Sunday, May 26, 2013

SADC urges implementation of national policies
By Kombe Chimpinde in Addis Ababa
Fri 24 May 2013, 14:00 CAT

COMMENT - Maybe the MDC and MMD are listening. - Mrk

SOUTHERN African Development Community secretary general Tomaz Salomão says African states should exert their efforts in implementing clear independent strategies of managing domestic affairs away from reliance on regional integration or external intervention for development.

He said it was the sum of these efforts of different member states that would consolidate and strengthen integration to make it more beneficial.

Dr Salomão was responding to a question on what benefits member-states were accruing from the annual a thousand-dollar subscription to AU beyond the dream of liberalisation of fellow countries, which has now been achieved.

He said implementation of long term national visions and ensuring lasting peace was key for all member states of AU.

"We need to have a long term view, whether it is at national, regional or continental level," Dr Salomão said. "Today we are celebrating 50 years of AU, you look back, you take stock where we failed, where we had lack of clarity on how we managed our affairs and where we succeeded. We need to asses ourselves on how we manage to lift ourselves out of poverty, with better skills, better education, better health, quality of life and economic performance."

He cited an example of conflicts in Africa that continue to retard development of those citizens affected and earn the region a bad perception.

"It is how nationals of each country manage their internal problems. For instance, does AU (some member states) have internal fights? Yes, because we are failing to attend to our domestic problems in an
inclusive manner that is the problem in those countries where you have conflicts," Dr Salomão said.

"That is important to reflect on because there is a problem in how we are attending to our internal problems on those war-torn countries and we need to draw lessons from those errors, to improve,
it does not have anything to do with AU. If the parties concerned in the conflicts are failing to deal with them, AU only has the moral obligation to help and bring the parties together to talk and dialogue."

On how SADC, would fit into the new adopted '2063' vision of AU, which will be launched today and adopted at the 21st summit of heads of states and government, Dr Salomão said SADC was taking stock of the lessons that could be improved upon to develop the Southern African region.

He, however, emphasised the need for African states to concentrate on mobilising their domestic resources for development.

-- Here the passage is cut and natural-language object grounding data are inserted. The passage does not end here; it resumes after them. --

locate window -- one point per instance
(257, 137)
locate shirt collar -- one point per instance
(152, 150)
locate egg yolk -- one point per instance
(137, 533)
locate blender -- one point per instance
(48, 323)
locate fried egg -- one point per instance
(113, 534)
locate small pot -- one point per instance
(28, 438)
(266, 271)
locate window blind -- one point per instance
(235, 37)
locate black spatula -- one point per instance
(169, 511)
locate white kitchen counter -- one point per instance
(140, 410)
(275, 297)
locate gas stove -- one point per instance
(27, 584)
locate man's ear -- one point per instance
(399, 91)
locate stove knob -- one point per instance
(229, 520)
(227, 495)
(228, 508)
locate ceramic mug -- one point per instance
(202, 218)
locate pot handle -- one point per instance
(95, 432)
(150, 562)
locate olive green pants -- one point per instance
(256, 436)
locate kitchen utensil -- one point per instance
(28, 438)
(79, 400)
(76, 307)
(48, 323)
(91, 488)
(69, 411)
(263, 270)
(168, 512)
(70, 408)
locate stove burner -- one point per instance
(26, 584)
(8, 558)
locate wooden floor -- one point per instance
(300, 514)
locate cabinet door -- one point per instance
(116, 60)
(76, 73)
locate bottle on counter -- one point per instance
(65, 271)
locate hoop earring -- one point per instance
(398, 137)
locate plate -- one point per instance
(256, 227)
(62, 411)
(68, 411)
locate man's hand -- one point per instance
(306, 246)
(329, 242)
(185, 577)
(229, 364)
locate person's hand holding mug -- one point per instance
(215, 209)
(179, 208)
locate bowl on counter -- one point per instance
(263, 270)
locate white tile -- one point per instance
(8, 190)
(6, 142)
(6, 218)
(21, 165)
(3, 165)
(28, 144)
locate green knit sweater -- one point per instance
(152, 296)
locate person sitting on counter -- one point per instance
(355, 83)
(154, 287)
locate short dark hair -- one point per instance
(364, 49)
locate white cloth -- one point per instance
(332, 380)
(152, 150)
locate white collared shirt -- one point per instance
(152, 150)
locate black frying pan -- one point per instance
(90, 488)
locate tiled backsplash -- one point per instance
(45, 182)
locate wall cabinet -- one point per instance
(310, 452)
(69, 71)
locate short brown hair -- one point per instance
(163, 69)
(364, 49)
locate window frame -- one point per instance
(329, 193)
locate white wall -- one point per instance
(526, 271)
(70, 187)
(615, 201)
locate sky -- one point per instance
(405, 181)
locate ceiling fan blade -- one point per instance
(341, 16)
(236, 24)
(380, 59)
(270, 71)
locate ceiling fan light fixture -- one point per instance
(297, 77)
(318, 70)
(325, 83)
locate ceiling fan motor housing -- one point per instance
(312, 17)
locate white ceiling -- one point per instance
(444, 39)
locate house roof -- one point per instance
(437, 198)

"They (partners) are here in Africa to deal with their own business. We need to have long term visions on how to do this," Dr Salomão said. "I understand and think that African countries have less than 50 years, in fifty years as a nation, you can't do much especially when you take in consideration what we inherited from the past. That is why there isneed for a clear strategy," said Dr Salomão.

Some of the states that are currently marred with internal conflicts are Mali, Sudan, Somalia, Sierra Leone, Madagascar, Egypt, Democratic Republic of Congo, Guinea Bissau and Sahrawi Republic (Western Sahara), which is still fighting to be independent.